Unraveling the mechanism of DOT1A-mediated replication regulation in Trypanosoma brucei

揭示 DOT1A 介导的布氏锥虫复制调控机制

• 批准号: 266162548
• 负责人: Professor Dr. Christian Janzen
• 金额: --
• 依托单位: Lehrstuhl für Zell- und Entwicklungsbiologie (Zoologie I)
• 依托单位国家: 德国
• 项目类别: Research Grants
• 财政年份: 2015
• 资助国家: 德国
• 起止时间: 2014-12-31 至 2017-12-31
• 项目状态: 已结题
• 来源: https://gepris.dfg.de/gepris/projekt/266162548?language=en
• 关键词: Unraveling; mechanism; DOT1A; mediated; replication

Post-translational histone modifications regulate many important biological processes like replication, DNA repair and cell cycle control. We use the unicellular, eukaryotic parasite Trypanosoma brucei as a model system to study how replication regulation and developmental differentiation are controlled by chromatin-based mechanisms. We are specifically interested in the function of histone H3 methylation by a member of the Dot1 family of lysine methyltransferases. Dot1 (disruptor of telomeric silencing, also called KMT4) was initially discovered in yeast in a genetic screen for genes whose over-expression caused defects in telomeric silencing. In the previous funding period, we wanted to unravel the function of chromatin structure during cell cycle regulation and developmental differentiation in T. brucei. In the course of these projects, we began to focus on the function of two trypanosome Dot1 homologues DOT1A and DOT1B, which are responsible for di-methylation and tri-methylation of H3K76, respectively. Surprisingly, we discovered that DOT1A-mediated H3K76 mono- or di-methylation regulates replication initiation. This is a novel regulatory mechanism for replication in eukaryotes, which was also described in human cells shortly after we published our results. Based on this successful initial project, we now aim to unravel the mechanistic events behind this cellular process. We plan to identify the molecular machinery, which mediates H3K76 methylation-dependent regulation of replication to learn more about this basic biological process.
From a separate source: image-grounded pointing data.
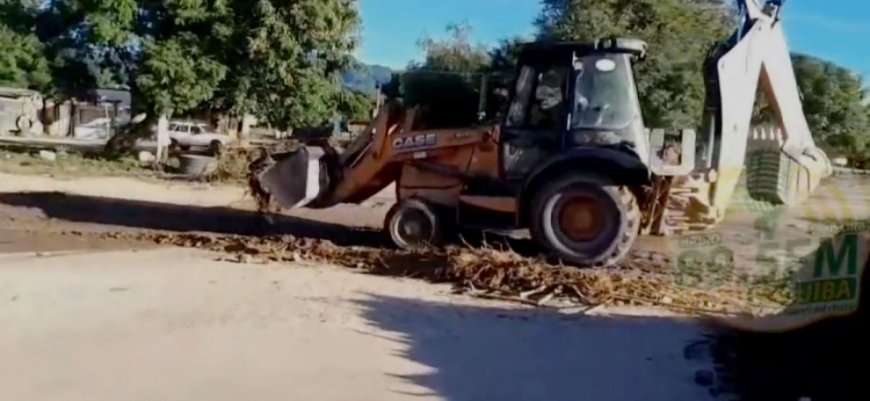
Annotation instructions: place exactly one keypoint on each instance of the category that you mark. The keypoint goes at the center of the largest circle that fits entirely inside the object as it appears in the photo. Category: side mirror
(672, 159)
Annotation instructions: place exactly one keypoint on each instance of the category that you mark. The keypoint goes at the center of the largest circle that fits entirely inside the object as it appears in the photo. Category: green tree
(22, 61)
(679, 34)
(356, 105)
(447, 83)
(833, 100)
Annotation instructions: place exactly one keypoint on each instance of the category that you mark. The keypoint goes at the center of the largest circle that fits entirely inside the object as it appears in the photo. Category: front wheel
(412, 223)
(215, 148)
(585, 220)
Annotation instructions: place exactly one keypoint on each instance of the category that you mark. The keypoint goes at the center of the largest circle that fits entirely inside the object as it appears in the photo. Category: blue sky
(838, 30)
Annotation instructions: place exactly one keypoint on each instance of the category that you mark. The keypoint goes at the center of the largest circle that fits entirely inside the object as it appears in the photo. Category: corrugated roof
(6, 91)
(113, 95)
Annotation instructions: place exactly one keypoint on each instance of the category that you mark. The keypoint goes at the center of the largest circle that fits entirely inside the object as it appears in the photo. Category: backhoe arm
(784, 168)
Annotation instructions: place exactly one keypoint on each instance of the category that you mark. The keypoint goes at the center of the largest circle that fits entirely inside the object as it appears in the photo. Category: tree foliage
(22, 62)
(447, 82)
(356, 105)
(833, 100)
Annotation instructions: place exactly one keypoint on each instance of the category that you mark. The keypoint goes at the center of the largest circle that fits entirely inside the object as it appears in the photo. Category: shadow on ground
(478, 353)
(181, 218)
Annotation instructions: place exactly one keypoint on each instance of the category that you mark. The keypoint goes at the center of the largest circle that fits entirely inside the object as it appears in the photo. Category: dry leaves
(479, 271)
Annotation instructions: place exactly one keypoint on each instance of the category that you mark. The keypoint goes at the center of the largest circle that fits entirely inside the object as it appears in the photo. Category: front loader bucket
(293, 178)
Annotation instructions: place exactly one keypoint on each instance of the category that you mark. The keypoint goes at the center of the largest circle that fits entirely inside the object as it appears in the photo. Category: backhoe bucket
(293, 179)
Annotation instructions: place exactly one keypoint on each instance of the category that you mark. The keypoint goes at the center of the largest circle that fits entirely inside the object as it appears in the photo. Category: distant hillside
(366, 77)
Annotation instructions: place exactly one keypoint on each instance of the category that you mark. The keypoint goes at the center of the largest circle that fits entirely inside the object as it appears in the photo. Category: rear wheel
(412, 223)
(585, 220)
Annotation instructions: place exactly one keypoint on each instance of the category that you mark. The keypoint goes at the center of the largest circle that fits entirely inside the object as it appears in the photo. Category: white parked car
(185, 135)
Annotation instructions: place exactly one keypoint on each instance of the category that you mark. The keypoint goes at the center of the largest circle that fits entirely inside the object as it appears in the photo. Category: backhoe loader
(571, 161)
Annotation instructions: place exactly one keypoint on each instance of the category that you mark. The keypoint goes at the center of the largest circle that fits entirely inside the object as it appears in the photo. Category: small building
(20, 111)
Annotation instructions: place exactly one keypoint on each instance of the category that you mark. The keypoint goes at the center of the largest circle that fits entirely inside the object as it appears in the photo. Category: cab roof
(544, 49)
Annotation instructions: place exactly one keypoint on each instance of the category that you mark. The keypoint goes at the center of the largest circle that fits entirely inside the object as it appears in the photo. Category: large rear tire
(585, 220)
(412, 223)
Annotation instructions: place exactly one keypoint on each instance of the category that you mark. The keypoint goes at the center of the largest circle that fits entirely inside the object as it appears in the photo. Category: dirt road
(105, 320)
(92, 319)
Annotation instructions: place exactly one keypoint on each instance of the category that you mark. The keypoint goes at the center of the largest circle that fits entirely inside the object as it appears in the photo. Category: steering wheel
(601, 109)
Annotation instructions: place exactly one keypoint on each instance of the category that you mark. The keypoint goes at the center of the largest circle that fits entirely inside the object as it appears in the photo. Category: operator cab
(572, 95)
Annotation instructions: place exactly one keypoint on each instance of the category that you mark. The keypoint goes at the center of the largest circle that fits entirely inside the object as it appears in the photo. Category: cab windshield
(604, 92)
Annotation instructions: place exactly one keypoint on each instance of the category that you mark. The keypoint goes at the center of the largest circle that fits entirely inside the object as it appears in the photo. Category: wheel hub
(581, 219)
(414, 227)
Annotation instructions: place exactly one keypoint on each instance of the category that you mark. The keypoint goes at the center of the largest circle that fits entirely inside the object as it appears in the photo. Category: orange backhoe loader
(571, 162)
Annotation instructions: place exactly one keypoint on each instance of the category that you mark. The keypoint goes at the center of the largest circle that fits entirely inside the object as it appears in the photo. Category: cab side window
(539, 103)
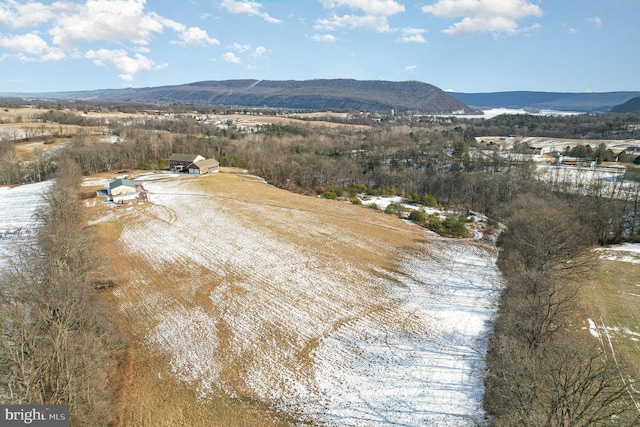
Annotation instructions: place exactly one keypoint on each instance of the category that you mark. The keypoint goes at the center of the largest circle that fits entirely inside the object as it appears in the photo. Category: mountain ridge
(563, 101)
(316, 94)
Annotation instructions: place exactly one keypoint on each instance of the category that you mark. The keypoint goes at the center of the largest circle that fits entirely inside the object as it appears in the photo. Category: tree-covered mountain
(583, 102)
(319, 94)
(631, 106)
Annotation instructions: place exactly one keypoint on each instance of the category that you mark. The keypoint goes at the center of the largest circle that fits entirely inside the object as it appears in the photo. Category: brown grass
(612, 296)
(150, 395)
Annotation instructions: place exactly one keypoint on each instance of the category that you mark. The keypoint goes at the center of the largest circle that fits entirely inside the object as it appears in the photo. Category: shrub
(418, 216)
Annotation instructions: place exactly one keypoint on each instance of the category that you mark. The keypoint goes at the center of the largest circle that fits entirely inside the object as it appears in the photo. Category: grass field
(245, 302)
(611, 299)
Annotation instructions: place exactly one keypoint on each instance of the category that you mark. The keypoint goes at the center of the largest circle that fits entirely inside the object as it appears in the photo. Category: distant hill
(583, 102)
(631, 106)
(320, 94)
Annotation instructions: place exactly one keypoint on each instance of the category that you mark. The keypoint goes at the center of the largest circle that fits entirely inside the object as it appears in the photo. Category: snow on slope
(309, 329)
(18, 206)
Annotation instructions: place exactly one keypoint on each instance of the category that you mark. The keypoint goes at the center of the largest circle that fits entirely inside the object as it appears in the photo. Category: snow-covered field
(586, 180)
(627, 252)
(18, 206)
(307, 306)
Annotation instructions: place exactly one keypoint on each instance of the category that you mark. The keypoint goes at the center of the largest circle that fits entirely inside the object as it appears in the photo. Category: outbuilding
(180, 162)
(204, 166)
(121, 187)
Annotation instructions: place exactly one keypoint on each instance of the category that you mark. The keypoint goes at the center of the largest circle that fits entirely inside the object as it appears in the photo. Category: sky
(456, 45)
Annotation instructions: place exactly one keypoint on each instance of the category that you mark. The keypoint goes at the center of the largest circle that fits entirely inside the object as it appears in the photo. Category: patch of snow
(18, 219)
(627, 252)
(593, 329)
(351, 346)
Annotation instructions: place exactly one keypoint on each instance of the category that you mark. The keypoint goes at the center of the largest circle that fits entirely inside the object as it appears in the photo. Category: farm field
(247, 302)
(610, 301)
(18, 221)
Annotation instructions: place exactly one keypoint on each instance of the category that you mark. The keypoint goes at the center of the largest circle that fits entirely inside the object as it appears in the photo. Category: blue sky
(460, 45)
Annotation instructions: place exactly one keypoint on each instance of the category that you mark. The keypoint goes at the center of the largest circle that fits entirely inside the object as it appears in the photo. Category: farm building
(121, 187)
(204, 166)
(180, 162)
(121, 190)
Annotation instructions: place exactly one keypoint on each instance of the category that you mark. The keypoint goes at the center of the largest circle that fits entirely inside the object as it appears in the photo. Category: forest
(540, 369)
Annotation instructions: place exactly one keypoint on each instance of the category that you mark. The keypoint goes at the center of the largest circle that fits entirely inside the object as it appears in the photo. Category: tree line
(60, 344)
(541, 369)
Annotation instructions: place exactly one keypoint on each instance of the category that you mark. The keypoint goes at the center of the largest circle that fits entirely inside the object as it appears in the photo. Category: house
(204, 166)
(180, 162)
(121, 190)
(121, 187)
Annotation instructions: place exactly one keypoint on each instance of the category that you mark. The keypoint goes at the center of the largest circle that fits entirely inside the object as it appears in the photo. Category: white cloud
(259, 51)
(231, 57)
(194, 36)
(31, 47)
(412, 35)
(369, 7)
(240, 47)
(375, 14)
(249, 7)
(127, 65)
(410, 69)
(105, 20)
(595, 21)
(492, 16)
(378, 23)
(324, 38)
(17, 15)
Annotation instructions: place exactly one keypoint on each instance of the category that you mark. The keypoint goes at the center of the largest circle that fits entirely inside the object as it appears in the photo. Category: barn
(204, 166)
(121, 187)
(180, 162)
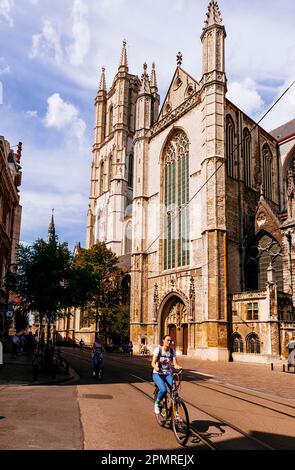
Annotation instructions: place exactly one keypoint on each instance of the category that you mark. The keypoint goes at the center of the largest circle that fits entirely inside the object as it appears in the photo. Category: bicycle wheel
(180, 422)
(163, 415)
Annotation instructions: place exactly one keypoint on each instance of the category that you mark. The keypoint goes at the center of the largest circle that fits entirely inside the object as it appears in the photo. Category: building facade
(202, 199)
(10, 220)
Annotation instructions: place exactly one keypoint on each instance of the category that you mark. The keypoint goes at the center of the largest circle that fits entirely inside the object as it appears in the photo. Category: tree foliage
(46, 280)
(49, 280)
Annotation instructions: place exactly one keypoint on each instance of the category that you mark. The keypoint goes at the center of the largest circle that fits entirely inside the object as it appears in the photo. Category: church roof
(284, 131)
(181, 87)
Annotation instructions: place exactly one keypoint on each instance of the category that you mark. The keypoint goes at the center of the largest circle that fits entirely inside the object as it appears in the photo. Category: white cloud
(62, 115)
(32, 114)
(284, 110)
(81, 34)
(47, 44)
(244, 94)
(5, 10)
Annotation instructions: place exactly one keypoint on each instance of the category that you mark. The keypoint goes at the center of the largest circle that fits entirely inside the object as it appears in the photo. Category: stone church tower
(196, 193)
(213, 176)
(111, 189)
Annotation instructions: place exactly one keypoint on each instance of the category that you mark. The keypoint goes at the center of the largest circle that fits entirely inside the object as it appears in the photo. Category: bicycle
(97, 365)
(173, 407)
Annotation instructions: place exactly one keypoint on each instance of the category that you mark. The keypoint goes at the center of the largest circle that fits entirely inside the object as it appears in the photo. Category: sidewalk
(19, 371)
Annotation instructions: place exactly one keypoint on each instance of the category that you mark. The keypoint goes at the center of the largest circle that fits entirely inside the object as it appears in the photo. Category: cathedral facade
(201, 200)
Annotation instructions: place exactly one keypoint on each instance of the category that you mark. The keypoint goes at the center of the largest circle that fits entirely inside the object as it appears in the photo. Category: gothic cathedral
(197, 200)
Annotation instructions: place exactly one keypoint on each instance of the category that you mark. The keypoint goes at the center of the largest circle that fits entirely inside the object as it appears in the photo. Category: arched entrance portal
(174, 323)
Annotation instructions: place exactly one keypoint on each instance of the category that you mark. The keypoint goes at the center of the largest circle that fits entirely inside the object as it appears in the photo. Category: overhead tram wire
(211, 176)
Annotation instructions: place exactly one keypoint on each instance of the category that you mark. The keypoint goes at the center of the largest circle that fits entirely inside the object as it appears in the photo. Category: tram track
(216, 388)
(224, 422)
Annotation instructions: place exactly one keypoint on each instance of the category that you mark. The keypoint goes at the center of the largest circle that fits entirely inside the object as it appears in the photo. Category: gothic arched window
(128, 238)
(130, 171)
(267, 171)
(110, 169)
(253, 344)
(247, 157)
(230, 140)
(238, 345)
(176, 197)
(111, 116)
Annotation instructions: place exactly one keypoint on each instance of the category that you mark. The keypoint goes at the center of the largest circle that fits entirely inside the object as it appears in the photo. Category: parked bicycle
(173, 408)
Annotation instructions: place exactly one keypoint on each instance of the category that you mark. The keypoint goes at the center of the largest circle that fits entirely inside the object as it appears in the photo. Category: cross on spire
(179, 59)
(213, 14)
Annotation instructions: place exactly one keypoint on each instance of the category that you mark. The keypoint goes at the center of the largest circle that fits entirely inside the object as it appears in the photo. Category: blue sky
(50, 60)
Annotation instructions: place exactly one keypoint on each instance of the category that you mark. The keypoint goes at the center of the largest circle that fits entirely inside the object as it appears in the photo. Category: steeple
(51, 229)
(213, 14)
(123, 61)
(102, 84)
(154, 86)
(212, 38)
(145, 83)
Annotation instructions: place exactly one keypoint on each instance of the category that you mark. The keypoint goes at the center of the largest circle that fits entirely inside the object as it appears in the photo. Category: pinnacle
(145, 84)
(153, 77)
(102, 84)
(123, 60)
(213, 14)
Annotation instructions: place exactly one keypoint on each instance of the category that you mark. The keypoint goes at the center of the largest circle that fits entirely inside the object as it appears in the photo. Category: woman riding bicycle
(164, 358)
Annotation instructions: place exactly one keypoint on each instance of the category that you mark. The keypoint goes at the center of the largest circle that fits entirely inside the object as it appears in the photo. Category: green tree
(45, 280)
(104, 306)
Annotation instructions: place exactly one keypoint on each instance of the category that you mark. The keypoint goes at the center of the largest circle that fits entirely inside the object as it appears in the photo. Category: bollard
(35, 372)
(1, 355)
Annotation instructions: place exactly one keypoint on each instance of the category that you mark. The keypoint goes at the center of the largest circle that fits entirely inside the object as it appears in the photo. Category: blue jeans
(161, 380)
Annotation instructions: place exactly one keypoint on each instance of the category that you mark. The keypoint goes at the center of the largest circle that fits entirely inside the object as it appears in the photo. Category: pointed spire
(213, 14)
(145, 84)
(102, 83)
(51, 229)
(179, 59)
(154, 86)
(123, 60)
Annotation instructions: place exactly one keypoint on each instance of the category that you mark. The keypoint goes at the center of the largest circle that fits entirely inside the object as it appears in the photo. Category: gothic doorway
(174, 323)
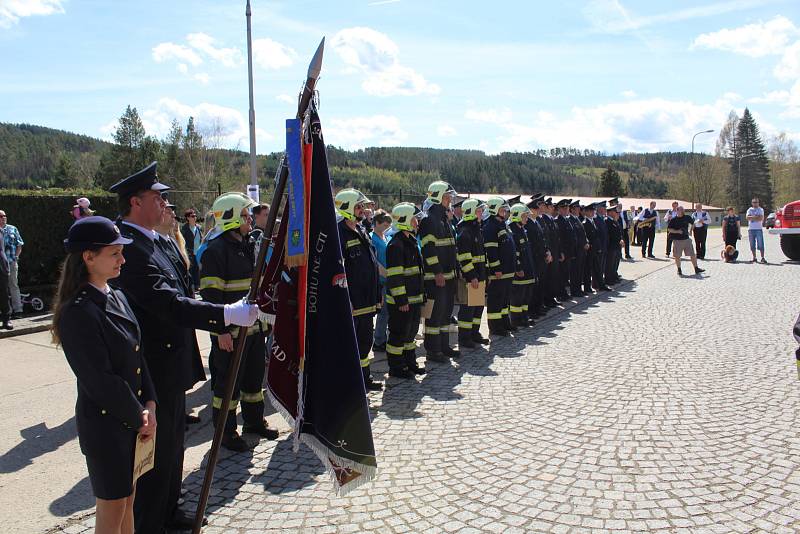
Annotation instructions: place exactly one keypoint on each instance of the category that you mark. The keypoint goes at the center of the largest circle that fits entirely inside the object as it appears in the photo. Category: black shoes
(234, 442)
(264, 431)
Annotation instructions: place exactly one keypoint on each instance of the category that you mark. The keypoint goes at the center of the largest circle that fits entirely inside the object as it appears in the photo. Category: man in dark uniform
(501, 266)
(472, 257)
(441, 270)
(541, 256)
(167, 319)
(615, 244)
(581, 248)
(361, 267)
(551, 281)
(569, 244)
(225, 276)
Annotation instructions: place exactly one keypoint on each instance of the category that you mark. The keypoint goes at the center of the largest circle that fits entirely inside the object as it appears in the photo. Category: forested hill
(35, 156)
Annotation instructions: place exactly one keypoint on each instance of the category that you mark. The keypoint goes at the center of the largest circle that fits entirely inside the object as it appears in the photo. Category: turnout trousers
(497, 303)
(519, 301)
(248, 389)
(437, 328)
(157, 492)
(400, 346)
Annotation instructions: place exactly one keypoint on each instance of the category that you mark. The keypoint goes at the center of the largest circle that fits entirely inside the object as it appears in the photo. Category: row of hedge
(43, 219)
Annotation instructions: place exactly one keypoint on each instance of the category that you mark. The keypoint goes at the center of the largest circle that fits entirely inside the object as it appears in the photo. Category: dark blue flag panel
(334, 411)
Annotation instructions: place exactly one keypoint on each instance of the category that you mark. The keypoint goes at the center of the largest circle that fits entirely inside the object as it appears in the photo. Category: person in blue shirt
(381, 221)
翻译后组蛋白修饰调节许多重要的生物学过程，如复制，DNA修复和细胞周期控制。我们使用单细胞，真核寄生虫布氏锥虫作为一个模型系统，研究如何复制调控和发育分化控制的染色质为基础的机制。 我们特别感兴趣的是组蛋白H3甲基化的赖氨酸甲基转移酶的Dot1家族的成员的功能。Dot 1（端粒沉默的破坏物，也称为KMT 4）最初是在酵母中发现的，用于遗传筛选过度表达导致端粒沉默缺陷的基因。在上一个资助期，我们希望揭示T细胞中染色质结构在细胞周期调控和发育分化中的功能。布鲁塞。在这些项目的过程中，我们开始关注两个锥虫Dot1同源物DOT1A和DOT1B的功能，它们分别负责H3K76的二甲基化和三甲基化。令人惊讶的是，我们发现DOT1A介导的H3K76单甲基化或二甲基化调节复制起始。这是真核生物中复制的一种新的调节机制，在我们发表研究结果后不久，它也在人类细胞中被描述。基于这个成功的初始项目，我们现在的目标是解开这个细胞过程背后的机制事件。我们计划确定介导H3K76甲基化依赖性复制调控的分子机制，以了解更多关于这一基本生物学过程的信息。